When we asked where Dom Pérignon was buried, wasn't it next to a monastery? "Non, not at all. It is an Abby, not a monastery. And he was buried in a church." He continued, "But the monastery is not open to the public unless you have", and at this point he showed us the palms of his hands, before adding "pattes blanches". Surely this must be an idiom because the literal translation just wasn't working! Literally, "pattes blanches" means white paws or legs (like a cat, dog or chicken). Eric explained it means that you are acceptable because your "paws", or hands, have never been dirtied before. In this context, it must surely be related to holiness (as in getting into heaven's gates), n'est ce pas?

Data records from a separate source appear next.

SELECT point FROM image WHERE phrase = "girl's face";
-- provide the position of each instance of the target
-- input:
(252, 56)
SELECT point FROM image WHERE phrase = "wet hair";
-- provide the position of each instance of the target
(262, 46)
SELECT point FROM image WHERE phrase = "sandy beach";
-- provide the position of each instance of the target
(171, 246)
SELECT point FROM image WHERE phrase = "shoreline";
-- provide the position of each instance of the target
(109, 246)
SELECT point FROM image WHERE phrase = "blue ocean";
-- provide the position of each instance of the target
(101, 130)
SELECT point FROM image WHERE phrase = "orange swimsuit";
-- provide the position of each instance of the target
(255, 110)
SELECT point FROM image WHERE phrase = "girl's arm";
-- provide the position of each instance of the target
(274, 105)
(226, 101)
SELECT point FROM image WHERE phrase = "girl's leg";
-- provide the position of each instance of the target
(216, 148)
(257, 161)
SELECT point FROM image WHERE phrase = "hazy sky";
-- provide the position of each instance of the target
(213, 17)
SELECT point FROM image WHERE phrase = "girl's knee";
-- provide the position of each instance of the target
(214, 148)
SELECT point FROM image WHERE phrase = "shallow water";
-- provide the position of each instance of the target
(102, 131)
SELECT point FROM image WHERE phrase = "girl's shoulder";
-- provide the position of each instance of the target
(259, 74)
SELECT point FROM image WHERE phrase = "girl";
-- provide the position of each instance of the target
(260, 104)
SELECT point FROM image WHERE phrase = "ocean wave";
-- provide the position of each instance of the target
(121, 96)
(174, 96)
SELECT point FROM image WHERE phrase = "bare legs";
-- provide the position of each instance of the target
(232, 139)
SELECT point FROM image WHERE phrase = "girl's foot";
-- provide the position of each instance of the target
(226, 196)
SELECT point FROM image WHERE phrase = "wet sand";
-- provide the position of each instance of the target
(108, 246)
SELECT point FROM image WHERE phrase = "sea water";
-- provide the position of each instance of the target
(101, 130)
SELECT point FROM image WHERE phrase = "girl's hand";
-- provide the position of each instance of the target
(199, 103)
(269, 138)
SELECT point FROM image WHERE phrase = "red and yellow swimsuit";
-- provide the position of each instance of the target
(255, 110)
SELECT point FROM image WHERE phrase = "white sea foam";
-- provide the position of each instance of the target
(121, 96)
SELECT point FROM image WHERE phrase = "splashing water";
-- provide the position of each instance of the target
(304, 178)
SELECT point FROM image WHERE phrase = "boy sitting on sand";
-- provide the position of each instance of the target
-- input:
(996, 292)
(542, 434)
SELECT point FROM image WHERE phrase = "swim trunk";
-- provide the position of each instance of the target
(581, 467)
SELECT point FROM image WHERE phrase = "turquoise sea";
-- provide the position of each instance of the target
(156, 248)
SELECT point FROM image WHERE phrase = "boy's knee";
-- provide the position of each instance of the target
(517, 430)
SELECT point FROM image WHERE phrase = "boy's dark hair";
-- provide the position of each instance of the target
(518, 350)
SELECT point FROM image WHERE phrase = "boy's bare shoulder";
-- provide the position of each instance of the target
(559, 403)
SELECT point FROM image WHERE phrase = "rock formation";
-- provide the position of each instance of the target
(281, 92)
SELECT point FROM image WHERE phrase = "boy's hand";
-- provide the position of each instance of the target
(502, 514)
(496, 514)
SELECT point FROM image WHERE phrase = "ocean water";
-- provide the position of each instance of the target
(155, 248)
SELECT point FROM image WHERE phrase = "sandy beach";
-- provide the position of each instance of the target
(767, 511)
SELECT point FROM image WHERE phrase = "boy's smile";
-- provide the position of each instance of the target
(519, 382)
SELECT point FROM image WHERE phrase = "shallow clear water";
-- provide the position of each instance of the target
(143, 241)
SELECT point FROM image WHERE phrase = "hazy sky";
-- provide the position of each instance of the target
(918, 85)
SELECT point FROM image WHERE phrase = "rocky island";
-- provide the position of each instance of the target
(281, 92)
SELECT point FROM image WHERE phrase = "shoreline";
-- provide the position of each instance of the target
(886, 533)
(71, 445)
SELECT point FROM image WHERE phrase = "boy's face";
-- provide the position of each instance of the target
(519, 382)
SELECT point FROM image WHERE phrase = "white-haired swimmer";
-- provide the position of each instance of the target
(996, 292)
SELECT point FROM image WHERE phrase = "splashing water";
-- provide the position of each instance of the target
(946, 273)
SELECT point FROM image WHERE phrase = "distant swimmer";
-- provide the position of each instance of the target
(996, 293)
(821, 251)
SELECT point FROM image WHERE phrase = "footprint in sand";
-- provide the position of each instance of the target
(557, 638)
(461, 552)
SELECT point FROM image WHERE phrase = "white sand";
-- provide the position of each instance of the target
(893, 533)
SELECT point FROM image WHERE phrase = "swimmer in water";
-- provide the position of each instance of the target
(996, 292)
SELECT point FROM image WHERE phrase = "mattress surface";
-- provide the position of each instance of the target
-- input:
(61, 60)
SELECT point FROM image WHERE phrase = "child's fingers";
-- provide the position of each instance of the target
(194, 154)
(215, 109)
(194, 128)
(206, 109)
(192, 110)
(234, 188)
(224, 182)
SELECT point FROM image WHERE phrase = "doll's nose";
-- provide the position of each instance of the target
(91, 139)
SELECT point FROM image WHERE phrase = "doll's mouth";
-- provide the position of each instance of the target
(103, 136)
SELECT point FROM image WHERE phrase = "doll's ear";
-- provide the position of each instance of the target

Could our lunch have really taken two hours? Yes! And we enjoyed every leisurely second of it. We then drove a short distance to Hautevillers. I had previously been there with the Ecole Ferrandi class, and from that brief visit, I knew it was a place I wanted to see again. It's quaint and charming. It's quiet, even on a Saturday with tourists here and there. It is a town of rustic elegance that only the french paysage (countryside) can offer you.
We visited the church & Abby where Dom Pérignon first discovered how to make a fizzy wine back in the 17th century. Little did he know then how much fuss we'd be making today over his discovery! And he never could have imagined how famous his name could become centuries later!
All in all, we spent an hour in Hautevillers just wandering around & exploring. We walked by the vineyards of Moet et Chandon, and found this staircase. I like this picture because it's almost an optical illusion. Which way are the stairs going? Up or down? We took these stairs - it's a hilly area - and they lead us to a path around the Abby, to a park, with a beautiful view on the valley. That's the spot where I took this video. From my previous post, we all know I'm video-challenged....but I'll keep working on it, I promise!
There's one last thing worth noticing if you go to Hautevillers. Several homes have painted metal decorations hanging on their outside walls depicting a craft of some sort, presumably that of the owner. Take a look at a few, aren't they cute? In Richmond (Virginia, that is), it was flags. Here, it's metal plates!
Finally, it was time to head home. On our way, we stopped at a champagne house to do a tasting with hopes of finding a good bottle at a decent price. We didn't find either, but that's OK. We'll be back to the champagne region, and meanwhile, there's plenty of bubbly to be found in this city!